Прежде всего он был мальчишкой и, как каждый мальчишка, увлекался то одним человеком, то другим. Миша Зиньков как-то спросил его:
— Ты вчера на соляных был?
— Был.
— В футбол гонял?
— Ага.
— А кто стоял в воротах?
— Олег.
— Дубровский?
— Дубровский.
— Вмазали ему?
— Не. У Олежки руки-ноги длинные. Не пробьёшься.
— И ты, Яша, не мог пробить ни одного мяча?
— Не мог.
— Выходит, твой, как ты говоришь, Олешка, молодец.
— Не Олешка он, а Олежка. Олег, одним словом. Да, он хороший малый.
— Хорошего мало, — сказал Зиньков.
— Может, и так, — неопределённо ответил Яша. — Только он мне ничего такого не сделал.
— Тебе? — переспросил Зиньков.
— Ага, мне.
— Плохо ты, Яша, разбираешься в людях.
— Может, и так…
Тогда разговор на этом и кончился. Ведь это было задолго до того, как город стал делиться надвое.
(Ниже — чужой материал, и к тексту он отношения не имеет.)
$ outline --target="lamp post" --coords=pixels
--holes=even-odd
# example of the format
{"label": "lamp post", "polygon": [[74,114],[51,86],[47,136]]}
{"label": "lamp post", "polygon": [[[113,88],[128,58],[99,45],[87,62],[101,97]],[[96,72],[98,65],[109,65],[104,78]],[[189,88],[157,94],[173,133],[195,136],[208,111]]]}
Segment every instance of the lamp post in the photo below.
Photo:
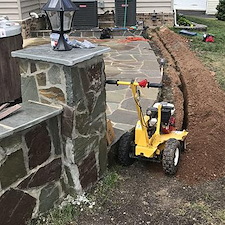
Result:
{"label": "lamp post", "polygon": [[78,10],[71,0],[49,0],[42,8],[49,18],[52,33],[58,33],[56,51],[69,51],[72,46],[68,45],[64,33],[70,32],[75,11]]}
В те дни Яша Смирнов впервые увидел вспышки орудий, услышал стрельбу на улице, гул летящих снарядов и впервые ощутил в руке теплоту золотистой винтовочной гильзы. А тёплой она была потому, что сейчас только была в деле. Не один ведь Яша, а целая ватага его приятелей подползла к тому переулку, где шёл бой. Они видели, как, подрагивая, выползает патронная лента из пулемёта, который назывался, как человек: «максим». Выползала лента пустой, точно был это просто широкий брезентовый пояс — такие пояса носят пожарные. Горячие пули уходили куда-то вдаль, а нагретые гильзы сыпались рядом с «максимом» на тротуар. Их-то и подбирали мальчишки, дуя на гильзы, перебрасывая из ладони в ладонь, как будто это была печёная картошка, жареные каштаны или калёные орешки фундук.
Когда прогнали белогвардейцев, Яша радовался демонстрации: красным флагам, ухающим и звенящим медными тарелками оркестрам, чучелам буржуев, которые покачивались на площадке грузового автомобиля, чёткому шагу колонн. Мальчишки бежали рядом с демонстрантами, кричали «ура», пели «Марсельезу». Эти дни Яша большую часть времени проводил на улице.
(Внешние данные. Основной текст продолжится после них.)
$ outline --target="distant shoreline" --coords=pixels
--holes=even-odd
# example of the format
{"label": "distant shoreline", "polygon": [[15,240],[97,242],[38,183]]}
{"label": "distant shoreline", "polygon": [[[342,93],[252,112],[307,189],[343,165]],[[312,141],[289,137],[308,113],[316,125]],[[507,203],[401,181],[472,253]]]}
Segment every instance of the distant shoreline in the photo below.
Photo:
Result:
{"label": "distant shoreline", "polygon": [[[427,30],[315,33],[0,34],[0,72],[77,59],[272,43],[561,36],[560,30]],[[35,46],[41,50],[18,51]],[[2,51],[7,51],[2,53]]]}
Уже зазеленели деревья, а на тихих уличках и в переулках, что расходились в разные стороны от Мельничной, сквозь камни мостовой пробивалась травка. Ведь людей в городе было тогда совсем немного — кто ушёл в Красную гвардию, а кто сбежал от Красной гвардии или подался в банды.
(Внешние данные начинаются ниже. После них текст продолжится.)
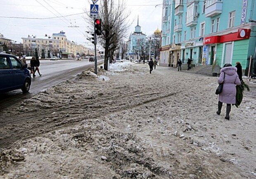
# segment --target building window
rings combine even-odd
[[[195,16],[198,12],[198,5],[195,3],[192,3],[187,8],[187,20],[186,23],[196,21],[197,16]]]
[[[215,20],[214,19],[211,21],[211,32],[213,33],[214,32],[214,22]]]
[[[179,33],[178,34],[178,43],[181,42],[181,34]]]
[[[234,27],[234,21],[235,20],[235,11],[232,11],[229,13],[228,19],[228,28],[230,28]]]
[[[204,0],[204,5],[203,6],[203,13],[205,12],[205,6],[206,5],[206,0]]]
[[[204,28],[205,26],[205,23],[201,23],[200,25],[200,36],[204,35]]]
[[[216,31],[218,32],[219,27],[220,26],[220,18],[217,18],[217,22],[216,23]]]
[[[179,16],[179,24],[182,24],[182,15]]]
[[[206,7],[208,7],[214,4],[216,2],[222,2],[222,0],[207,0],[206,1]]]

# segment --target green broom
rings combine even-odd
[[[237,85],[236,86],[237,88],[237,94],[236,94],[236,102],[235,105],[238,108],[239,105],[241,104],[243,100],[243,93],[245,89],[247,89],[248,91],[250,91],[250,88],[249,86],[247,85],[242,81],[241,83],[241,85]]]

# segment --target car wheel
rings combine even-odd
[[[30,89],[30,81],[28,79],[27,79],[24,82],[23,87],[21,88],[21,90],[22,90],[22,92],[23,92],[23,93],[25,93],[28,92]]]

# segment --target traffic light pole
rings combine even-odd
[[[97,74],[97,55],[96,53],[96,45],[97,45],[97,39],[96,34],[96,27],[95,24],[95,18],[93,18],[94,24],[94,71],[95,74]]]

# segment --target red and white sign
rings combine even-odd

В некоторых переулках были совсем пустые дома. Там на тротуарах не только зеленела трава, но пестрели цветы и из лилово-голубых колокольчиков вылетали по утрам бабочки. Они ночевали в цветах, совсем как это бывает за городом, в чистом поле.
Такая благодать была недолгой.
Яша снова слышал стрельбу на улице. Но теперь уже мать не выпускала его на улицу. Когда же можно было выйти за ворота, оказалось, что в городе белогвардейцы.
И, приглядевшись к тому, как наглел с приходом белогвардейцев Олег Дубровский, как богаче становились богачи и беднее бедняки, как хмурился и становился почти больным Гавриил Иванович, оставаясь, впрочем, как всегда, подтянутым, строгим и справедливым, Яша начинал разбираться в том, что происходит вокруг. Ему уже не казались красивыми мундиры иностранных солдат и синие береты с красными помпонами, которые лихо набекрень носили матросы чужих кораблей.
Ещё до случая в подворотне, когда убили Гавриила Ивановича, Яша понял, что «быть ни за кого» нельзя. Хотя вот Александр Александрович Кушкин. За кого он? Мама говорила: «Наши пришли». А Кушкин говорил: «Пришли большевики». Мама кричала на Яшу: «Не смей выходить на улицу! Там опять стрельба». А Александр Александрович говорил: «Сегодня стрельбы не будет, можно открывать магазин: Добровольческая армия заняла уже весь город».
Почти о каждом человеке, с которым так или иначе сталкивался Яша, он думал: «Наш? Не наш?» А вот Кушкина, который жил с ним на одной лестнице, так и не мог разгадать: «Наш или не наш?»